Earlier this year my research on nudification tools, “One day this could happen to me”: children, nudification tools and sexually explicit deepfake images, demonstrated the profound fear and anxiety these tools created. Children did not need to be victims to feel fear or to put in place protective measures to try and keep themselves safe, leading some young people withdrawing from online life altogether. Some girls told me they preferred to stay off the internet entirely than risk being the subject of a faked nude image – meaning they are missing out on all the positives of the online world as a way to avoid the bad.
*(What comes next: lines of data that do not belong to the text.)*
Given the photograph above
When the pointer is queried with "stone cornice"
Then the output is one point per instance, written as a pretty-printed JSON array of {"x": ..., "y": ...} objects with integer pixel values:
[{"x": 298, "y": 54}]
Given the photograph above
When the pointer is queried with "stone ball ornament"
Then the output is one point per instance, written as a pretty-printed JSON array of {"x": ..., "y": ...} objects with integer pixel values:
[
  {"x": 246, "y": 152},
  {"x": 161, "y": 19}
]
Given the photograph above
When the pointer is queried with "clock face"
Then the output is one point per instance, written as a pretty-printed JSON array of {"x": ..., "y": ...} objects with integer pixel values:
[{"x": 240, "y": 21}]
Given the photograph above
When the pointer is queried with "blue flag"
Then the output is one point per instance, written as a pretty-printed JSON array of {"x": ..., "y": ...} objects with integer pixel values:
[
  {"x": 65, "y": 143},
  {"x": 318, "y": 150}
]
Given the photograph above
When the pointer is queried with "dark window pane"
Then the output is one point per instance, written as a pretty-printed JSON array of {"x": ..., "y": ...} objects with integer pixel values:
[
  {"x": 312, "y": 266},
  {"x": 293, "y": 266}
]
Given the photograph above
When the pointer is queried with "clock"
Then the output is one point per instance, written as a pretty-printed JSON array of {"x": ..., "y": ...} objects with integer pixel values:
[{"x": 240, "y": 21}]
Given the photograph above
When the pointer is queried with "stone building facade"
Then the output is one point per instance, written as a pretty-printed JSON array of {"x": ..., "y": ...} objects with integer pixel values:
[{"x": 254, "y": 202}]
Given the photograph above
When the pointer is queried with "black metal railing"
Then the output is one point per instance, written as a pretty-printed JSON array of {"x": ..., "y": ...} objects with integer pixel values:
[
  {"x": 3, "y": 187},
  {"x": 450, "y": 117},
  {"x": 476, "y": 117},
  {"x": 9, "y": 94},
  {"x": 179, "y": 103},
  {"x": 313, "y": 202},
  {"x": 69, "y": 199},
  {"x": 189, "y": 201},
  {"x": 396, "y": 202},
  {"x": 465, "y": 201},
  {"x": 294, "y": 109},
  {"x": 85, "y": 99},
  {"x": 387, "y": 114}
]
So I am hugely supportive of Baroness Bertin’s amendment to ban nudification software outright. The very existence of these tools is an act of violence against women and girls, because the vast majority are trained to work on female bodies. The intention is to target women and girls, incite fear, and there is no good reason for their existence.
The government must ban them outright.
AI services – those not created for the purposes of faking nude images – should be held to the same standard as any other online platform, so I also support Baroness Kidron’s amendment that would make sure Generative AI services are properly brought within the Illegal Content Code and the Children’s Code, to set out how they must fulfil their obligations to protecting children from harmful content.
Moving forward
Through the Crime and Policing Bill, we have a critical opportunity to solidify the protections we have worked so hard to introduce online for children, who do not distinguish between their lives online versus offline. For too long, children have navigated an online world where violent pornography, AI-generated sexual imagery and dangerous AI advice are only a matter of a few clicks away.
These amendments are not merely technical fixes; they give us the chance to reset our duty to protect children in a rapidly evolving digital landscape. We must act to protect children today and into the future.